The book ends with a retrospective look at US policy toward the Arab Spring and how the Obama Administration appeared to be peripheral to its events. He writes that “[US] government analysts were … caught flat-footed by the events in Tunisia and Egypt as they first unfolded” (p. 212). The Muslim Brotherhood was actually acceptable to Washington after it affirmed its respect for regional red lines. Still, many in the administration were sorry to see Mubarak go, calling the ex-president a “remarkable gem” (p. 214). Obama’s administration also made mistakes in Syria by not helping the opposition early and when it counted; in Libya when it was at a loss as to how to help the post-Qadhafi period; and in Yemen by supporting the Saudi war against the Houthis (pp. 215-217). To Khoury, these faults continue to plague American policy in the Middle East under the Trump Administration as well.

The richness of Khoury’s book notwithstanding, two important developments in Saudi Arabia and Yemen should have received more discussion and analysis by the author because they portended serious repercussions. The first is the rise of the Sahwa movement in Saudi Arabia in the early 1990s when an organized Islamist renaissance dared to challenge the official religious-political orthodoxy of the kingdom. Sahwa’s stalwarts today are either in prison, have served jail sentences already, or have recanted their beliefs and now staff the ramparts in Saudi Crown Prince Mohammed bin Salman’s authoritarian modernization campaign. A look at the movement’s genesis would have enhanced Khoury’s book and portfolio since he served during its formative years—he must have been privy to some of its details.

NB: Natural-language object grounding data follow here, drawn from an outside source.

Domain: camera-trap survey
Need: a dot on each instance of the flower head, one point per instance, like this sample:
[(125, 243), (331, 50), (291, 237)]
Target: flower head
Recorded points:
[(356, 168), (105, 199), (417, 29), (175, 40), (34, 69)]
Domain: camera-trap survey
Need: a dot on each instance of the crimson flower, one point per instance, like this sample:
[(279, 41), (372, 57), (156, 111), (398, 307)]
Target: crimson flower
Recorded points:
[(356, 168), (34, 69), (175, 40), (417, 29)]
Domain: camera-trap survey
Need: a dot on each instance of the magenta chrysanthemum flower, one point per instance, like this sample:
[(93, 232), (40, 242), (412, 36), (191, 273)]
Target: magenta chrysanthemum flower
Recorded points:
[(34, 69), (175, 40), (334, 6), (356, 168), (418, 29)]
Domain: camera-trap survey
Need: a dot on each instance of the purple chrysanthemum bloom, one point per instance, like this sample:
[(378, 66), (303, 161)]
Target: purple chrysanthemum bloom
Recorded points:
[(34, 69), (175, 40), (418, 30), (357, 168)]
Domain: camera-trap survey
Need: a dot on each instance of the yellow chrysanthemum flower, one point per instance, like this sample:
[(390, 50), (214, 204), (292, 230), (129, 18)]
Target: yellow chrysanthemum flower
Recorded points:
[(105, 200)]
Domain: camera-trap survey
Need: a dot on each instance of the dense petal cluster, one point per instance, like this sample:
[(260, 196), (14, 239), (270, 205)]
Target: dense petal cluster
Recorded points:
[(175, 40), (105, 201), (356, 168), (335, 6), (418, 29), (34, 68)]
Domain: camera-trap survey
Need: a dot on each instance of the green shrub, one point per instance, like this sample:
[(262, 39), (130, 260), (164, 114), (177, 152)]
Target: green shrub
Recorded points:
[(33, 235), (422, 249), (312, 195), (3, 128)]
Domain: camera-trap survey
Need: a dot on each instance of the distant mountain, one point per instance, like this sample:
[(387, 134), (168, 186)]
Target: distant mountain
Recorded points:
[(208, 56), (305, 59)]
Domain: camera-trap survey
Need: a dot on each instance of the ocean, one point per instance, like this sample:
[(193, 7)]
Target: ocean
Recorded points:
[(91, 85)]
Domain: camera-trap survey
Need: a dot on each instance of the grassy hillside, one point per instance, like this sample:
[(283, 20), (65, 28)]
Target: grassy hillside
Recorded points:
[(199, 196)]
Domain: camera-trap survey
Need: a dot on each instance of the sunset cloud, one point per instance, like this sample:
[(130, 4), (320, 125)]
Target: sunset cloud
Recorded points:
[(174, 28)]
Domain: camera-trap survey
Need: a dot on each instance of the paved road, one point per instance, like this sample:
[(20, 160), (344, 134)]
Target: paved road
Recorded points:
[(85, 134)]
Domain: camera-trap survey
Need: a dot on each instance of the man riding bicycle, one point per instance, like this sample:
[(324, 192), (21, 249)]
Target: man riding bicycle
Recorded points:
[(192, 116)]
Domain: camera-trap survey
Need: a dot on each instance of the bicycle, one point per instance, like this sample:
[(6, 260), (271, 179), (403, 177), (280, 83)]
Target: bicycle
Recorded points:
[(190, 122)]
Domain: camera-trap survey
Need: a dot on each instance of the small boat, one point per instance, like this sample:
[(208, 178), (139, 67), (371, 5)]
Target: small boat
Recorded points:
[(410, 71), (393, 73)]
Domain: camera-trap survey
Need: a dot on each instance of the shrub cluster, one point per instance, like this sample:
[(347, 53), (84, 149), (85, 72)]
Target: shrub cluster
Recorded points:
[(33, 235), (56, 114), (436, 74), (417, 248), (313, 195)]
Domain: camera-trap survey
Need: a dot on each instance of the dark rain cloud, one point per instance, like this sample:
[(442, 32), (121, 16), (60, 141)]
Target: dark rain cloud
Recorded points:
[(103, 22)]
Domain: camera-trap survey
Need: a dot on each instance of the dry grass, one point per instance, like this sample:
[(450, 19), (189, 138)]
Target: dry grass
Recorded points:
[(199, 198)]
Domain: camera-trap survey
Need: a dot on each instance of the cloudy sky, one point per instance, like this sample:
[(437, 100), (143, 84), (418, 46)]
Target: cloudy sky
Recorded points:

The second salient development is the late Saleh’s repeated campaigns against the Houthis in Yemen. The Yemeni president began his internecine war against the Houthis in 2004, following decades of socioeconomic deprivation of their traditional region in northern Yemen. It would have been important to analyze the profound influence of his wars against the Houthis from 2004 to well into 2011—when Yemen’s version of the Arab Spring began—on the eruption of the pro-democracy movement in the country. That the Houthis were able to withstand the central government’s assault on them and, after 2011, to regroup to play a decisive role that led them to control roughly two-thirds of the country at present speaks volumes of their political and military acumen and abilities.

Despite these two glaring omissions and a need for some copy editing, Khoury’s book is certainly a good addition to any library on the Arab world and, essentially, on American foreign policy there. It is easy reading and contains previously unknown facts about the details of working in Arab capitals. Novices to American diplomacy, in particular, would do well to consult it before heading out to exercise America’s soft power in the Arab world.